Tradition, culture and patriarchy

Religion and culture are not homogeneous ideas but emerge from social, political and economic contexts. They exist in specific historical time and geographies, and they are also constantly changin. One of the most important features of both religion and culture are that they are both linked to power and are described and defined by people in power (because of patriarchy, the people in power are often men).

Both religion and culture reflect patriarchies and are used to maintain patriarchal structures. Articulations of patriarchy vary in different cultures and religions, nevertheless, cultures and religions privilege ‘masculinities’ while subordinating ‘femininities’. Additionally, cultures and religions rely on specific masculinities and femininities to reproduce themselves, which more often than not is accomplished through violence.

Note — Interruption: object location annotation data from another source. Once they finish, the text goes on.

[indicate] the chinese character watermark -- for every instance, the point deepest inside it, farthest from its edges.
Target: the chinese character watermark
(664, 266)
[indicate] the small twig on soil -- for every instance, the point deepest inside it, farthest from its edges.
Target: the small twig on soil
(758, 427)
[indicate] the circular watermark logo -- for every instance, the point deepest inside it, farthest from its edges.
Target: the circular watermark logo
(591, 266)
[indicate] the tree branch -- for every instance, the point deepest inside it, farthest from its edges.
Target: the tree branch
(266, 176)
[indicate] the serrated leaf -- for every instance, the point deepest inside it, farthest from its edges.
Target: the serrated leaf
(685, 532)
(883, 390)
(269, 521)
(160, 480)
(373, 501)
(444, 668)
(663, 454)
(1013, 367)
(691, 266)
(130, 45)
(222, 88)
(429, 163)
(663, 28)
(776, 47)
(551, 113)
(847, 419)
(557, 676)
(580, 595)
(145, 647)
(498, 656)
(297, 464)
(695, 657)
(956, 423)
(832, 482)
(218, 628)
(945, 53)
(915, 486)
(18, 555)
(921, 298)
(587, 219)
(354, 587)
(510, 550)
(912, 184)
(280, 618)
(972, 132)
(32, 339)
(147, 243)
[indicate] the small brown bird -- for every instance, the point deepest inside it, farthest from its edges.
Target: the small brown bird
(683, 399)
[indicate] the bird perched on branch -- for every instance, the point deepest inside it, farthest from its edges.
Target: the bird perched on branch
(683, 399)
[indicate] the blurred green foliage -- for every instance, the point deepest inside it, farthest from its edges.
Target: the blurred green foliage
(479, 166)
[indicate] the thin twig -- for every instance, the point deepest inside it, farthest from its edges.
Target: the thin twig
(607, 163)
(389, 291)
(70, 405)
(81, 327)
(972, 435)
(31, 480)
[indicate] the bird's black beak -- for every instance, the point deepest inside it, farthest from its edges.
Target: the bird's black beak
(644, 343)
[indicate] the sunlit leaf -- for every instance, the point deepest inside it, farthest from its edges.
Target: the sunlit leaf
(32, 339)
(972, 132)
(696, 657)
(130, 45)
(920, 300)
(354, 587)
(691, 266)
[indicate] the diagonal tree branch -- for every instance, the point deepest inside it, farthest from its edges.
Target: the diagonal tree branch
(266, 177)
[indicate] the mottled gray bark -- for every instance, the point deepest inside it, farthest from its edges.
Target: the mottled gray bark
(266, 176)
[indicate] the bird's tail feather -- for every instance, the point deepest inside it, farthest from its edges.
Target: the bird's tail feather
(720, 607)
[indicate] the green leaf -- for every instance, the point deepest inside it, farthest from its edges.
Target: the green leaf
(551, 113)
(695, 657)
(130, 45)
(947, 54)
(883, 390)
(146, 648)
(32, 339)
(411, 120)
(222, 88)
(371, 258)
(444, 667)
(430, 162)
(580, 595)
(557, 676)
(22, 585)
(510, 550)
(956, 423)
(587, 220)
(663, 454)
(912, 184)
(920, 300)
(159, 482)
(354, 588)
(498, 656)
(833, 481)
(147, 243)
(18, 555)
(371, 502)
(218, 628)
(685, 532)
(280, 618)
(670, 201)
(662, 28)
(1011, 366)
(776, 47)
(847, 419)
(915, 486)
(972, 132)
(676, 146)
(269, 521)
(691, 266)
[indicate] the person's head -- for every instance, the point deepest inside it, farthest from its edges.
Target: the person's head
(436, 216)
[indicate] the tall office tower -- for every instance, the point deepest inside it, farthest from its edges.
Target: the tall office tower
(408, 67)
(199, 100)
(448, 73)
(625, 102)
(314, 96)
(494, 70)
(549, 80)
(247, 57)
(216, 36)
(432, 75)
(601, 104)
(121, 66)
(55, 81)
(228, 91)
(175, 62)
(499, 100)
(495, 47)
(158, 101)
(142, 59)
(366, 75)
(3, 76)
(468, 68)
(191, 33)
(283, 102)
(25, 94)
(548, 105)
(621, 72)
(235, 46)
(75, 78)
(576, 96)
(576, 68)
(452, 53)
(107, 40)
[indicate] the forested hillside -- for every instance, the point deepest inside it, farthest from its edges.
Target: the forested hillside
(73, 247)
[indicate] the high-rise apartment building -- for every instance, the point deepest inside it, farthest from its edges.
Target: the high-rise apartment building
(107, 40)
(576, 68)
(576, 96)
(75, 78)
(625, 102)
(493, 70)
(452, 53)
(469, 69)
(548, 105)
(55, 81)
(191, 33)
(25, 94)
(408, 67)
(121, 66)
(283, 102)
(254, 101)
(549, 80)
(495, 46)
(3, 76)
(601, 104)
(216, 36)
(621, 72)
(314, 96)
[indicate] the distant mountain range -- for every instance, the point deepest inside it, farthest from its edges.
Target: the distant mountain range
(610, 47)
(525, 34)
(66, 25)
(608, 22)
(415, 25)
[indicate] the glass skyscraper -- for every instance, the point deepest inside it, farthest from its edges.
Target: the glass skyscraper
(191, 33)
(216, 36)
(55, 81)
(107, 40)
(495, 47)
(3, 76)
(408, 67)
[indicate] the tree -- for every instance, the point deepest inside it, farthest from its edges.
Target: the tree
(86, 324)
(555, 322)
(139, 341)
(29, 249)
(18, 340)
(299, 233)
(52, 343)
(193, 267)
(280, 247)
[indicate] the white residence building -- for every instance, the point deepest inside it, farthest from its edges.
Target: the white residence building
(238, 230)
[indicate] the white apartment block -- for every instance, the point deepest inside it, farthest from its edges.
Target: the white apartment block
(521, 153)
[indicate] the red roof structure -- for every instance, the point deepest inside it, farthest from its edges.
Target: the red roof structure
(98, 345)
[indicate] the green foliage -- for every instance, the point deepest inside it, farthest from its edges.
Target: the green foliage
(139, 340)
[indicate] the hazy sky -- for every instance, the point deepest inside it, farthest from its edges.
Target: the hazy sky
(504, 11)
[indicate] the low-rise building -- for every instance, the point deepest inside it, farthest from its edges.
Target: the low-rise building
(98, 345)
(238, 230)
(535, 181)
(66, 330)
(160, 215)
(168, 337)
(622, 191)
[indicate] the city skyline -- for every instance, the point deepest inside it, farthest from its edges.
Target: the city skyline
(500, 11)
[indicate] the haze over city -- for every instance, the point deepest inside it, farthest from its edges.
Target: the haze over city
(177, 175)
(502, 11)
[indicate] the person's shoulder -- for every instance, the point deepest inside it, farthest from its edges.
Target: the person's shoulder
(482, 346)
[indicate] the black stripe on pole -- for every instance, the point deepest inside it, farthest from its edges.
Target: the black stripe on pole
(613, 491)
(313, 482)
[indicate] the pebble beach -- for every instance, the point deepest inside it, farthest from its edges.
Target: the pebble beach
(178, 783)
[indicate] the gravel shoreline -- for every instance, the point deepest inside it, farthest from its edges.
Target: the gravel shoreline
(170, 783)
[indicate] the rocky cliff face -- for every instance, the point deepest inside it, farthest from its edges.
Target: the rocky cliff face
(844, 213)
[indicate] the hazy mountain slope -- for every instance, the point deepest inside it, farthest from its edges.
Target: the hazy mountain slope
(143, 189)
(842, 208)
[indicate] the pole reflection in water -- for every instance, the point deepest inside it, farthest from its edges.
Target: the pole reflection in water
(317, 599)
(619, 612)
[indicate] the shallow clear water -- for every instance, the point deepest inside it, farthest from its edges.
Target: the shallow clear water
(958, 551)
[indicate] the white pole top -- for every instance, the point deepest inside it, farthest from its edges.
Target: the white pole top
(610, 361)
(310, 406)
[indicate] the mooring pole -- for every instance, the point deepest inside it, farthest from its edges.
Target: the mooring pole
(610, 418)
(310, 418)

Traditional cultural practices and beliefs reflect the values and beliefs held by members of a community for periods often spanning generations. Some of these are beneficial to all members, while others have become harmful to a specific group, such as women or LGBTI people. Some examples of harmful traditional practices include female genital mutilation (FGM), early marriage, the various taboos or practices which prevent women from controlling their own fertility, nutritional taboos and traditional birth practices, son preference and its implications for the status of the girl child, female infanticide and early pregnancy. Many people are unaware that these forms of ‘tradition’ run against their basic human rights, and even if aware of human rights frameworks and policies, many people are not in a position to exercise them.